Headline.co.id, Merauke ~ PT Pertamina Patra Niaga Regional Papua Maluku memastikan ketersediaan LPG non-subsidi di Kabupaten Merauke tetap aman. Pada Senin, 13 April 2026, Pertamina menyalurkan sekitar 2.300 tabung LPG non-subsidi dengan varian 5,5 kg dan 12 kg ke berbagai agen di wilayah tersebut. Langkah ini diambil untuk menjamin pasokan energi bagi masyarakat dan pelaku UMKM di Merauke.
Bramantyo Rahmadi, Pejabat Sementara Area Manager Communication Relations & CSR Pertamina Patra Niaga Regional Papua Maluku, menyatakan bahwa ribuan tabung LPG tersebut tiba di Pelabuhan Merauke menggunakan tiga kontainer yang dikirim langsung dari Surabaya. “Dengan adanya suplai ini, kami imbau masyarakat untuk tenang dan membeli LPG sesuai kebutuhannya langsung ke agen terdekat,” ujar Bramantyo.

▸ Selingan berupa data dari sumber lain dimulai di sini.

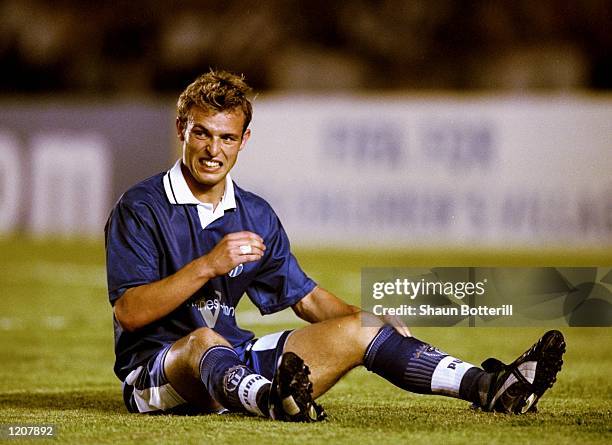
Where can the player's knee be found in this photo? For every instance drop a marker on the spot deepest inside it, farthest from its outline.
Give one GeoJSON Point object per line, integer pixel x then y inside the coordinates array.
{"type": "Point", "coordinates": [362, 327]}
{"type": "Point", "coordinates": [202, 339]}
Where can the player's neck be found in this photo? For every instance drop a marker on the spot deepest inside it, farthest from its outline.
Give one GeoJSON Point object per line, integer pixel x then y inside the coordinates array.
{"type": "Point", "coordinates": [204, 193]}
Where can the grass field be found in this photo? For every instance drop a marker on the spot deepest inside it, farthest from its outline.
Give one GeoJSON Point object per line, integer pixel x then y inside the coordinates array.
{"type": "Point", "coordinates": [56, 357]}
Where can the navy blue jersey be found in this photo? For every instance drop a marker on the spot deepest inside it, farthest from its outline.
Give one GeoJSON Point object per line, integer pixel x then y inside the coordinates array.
{"type": "Point", "coordinates": [157, 227]}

Haidi, seorang pejabat Pertamina, menambahkan bahwa stok LPG saat ini cukup untuk memenuhi kebutuhan masyarakat dan UMKM. “Mudah-mudahan kapal yang membawa LPG selanjutnya tidak tertunda dan bisa segera sandar,” kata Haidi saat ditemui di ruang kerjanya. Meskipun pasokan terjamin, Haidi mengakui adanya penyesuaian harga di tingkat agen. Harga LPG ukuran 12 kg mengalami kenaikan dari Rp320.000 menjadi Rp358.000 per tabung.
Haidi menjelaskan bahwa kenaikan harga tersebut bukan disebabkan oleh harga pokok LPG dari Pertamina, melainkan karena adanya kenaikan tarif operasional saat proses pembongkaran barang di pelabuhan.